Danielle Swann (née Watts)

Personal information
- Nationality: British
- Born: 13 October 1980 (age 45) Oxford, England, UK
- Height: 1.65 m (5 ft 5 in) (2008)

Sport
- Sport: Swimming
- Club: City of Oxford

Medal record
Women's swimming
Representing Great Britain
Paralympic Games
| Silver medal – second place | 2004 Athens | 100 m freestyle S2 |
| Bronze medal – third place | 2004 Athens | 50 m freestyle S2 |
| Bronze medal – third place | 2004 Athens | 50 m backstroke S2 |

= Danielle Watts =

British Paralympic swimmer (born 1980)

Danielle Watts (born 13 October 1980) is a British Paralympic swimmer who represented Great Britain at three Paralympic Games from 2000 to 2008 winning three medals. She is classified as an S1 category swimmer.

At the 2000 Paralympic Games in Sydney, Watts competed in the women's 50 and 100 m freestyle and 50 m backstroke (all S2 category).
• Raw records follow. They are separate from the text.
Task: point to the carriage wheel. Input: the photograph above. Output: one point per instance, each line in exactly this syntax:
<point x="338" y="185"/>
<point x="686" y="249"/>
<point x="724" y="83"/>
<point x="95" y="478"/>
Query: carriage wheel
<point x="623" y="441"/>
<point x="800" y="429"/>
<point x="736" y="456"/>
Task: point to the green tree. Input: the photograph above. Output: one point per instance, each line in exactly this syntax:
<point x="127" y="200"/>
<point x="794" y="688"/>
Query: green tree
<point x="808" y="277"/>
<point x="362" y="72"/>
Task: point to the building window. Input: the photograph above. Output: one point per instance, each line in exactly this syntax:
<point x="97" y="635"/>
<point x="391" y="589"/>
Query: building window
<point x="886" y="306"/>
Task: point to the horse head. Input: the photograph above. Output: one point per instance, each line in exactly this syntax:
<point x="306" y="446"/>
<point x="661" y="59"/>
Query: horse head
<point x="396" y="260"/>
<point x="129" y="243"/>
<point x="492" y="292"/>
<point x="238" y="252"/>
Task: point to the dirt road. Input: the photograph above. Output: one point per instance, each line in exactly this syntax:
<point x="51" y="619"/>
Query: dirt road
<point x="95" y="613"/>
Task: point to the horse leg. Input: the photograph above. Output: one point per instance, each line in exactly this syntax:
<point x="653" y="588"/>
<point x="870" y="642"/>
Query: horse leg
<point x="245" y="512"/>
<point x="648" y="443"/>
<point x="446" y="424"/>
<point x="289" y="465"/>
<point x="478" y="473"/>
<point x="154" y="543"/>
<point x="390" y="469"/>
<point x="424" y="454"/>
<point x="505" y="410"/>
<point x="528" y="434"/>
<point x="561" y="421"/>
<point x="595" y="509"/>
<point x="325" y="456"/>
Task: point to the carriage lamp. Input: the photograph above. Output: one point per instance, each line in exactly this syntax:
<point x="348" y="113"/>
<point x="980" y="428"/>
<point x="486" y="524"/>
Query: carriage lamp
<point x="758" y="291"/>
She repeated these events at the 2004 Games in Athens, this time winning silver in the 100 m freestyle (S2) and bronze in both the 50 m freestyle (S2) and 50 m backstroke (S2).

She swam in two events at the 2008 Beijing Paralympic Games, finishing 7th in the 50 m backstroke (S2) and 13th in the 50 m freestyle (S3).

She is the current world record holder for the S1 category over 50, 100, and 200 m freestyle and 100 m backstroke.

In 2003, she was awarded Swimming World Magazines Swimming World's World Disabled Swimmers of the Year.

Danielle married Jamie Swann in 2011 and changed her own surname to Swann. She is a Christian and, in 2011, appeared on BBC News talking about unsuitable housing conditions for disabled people.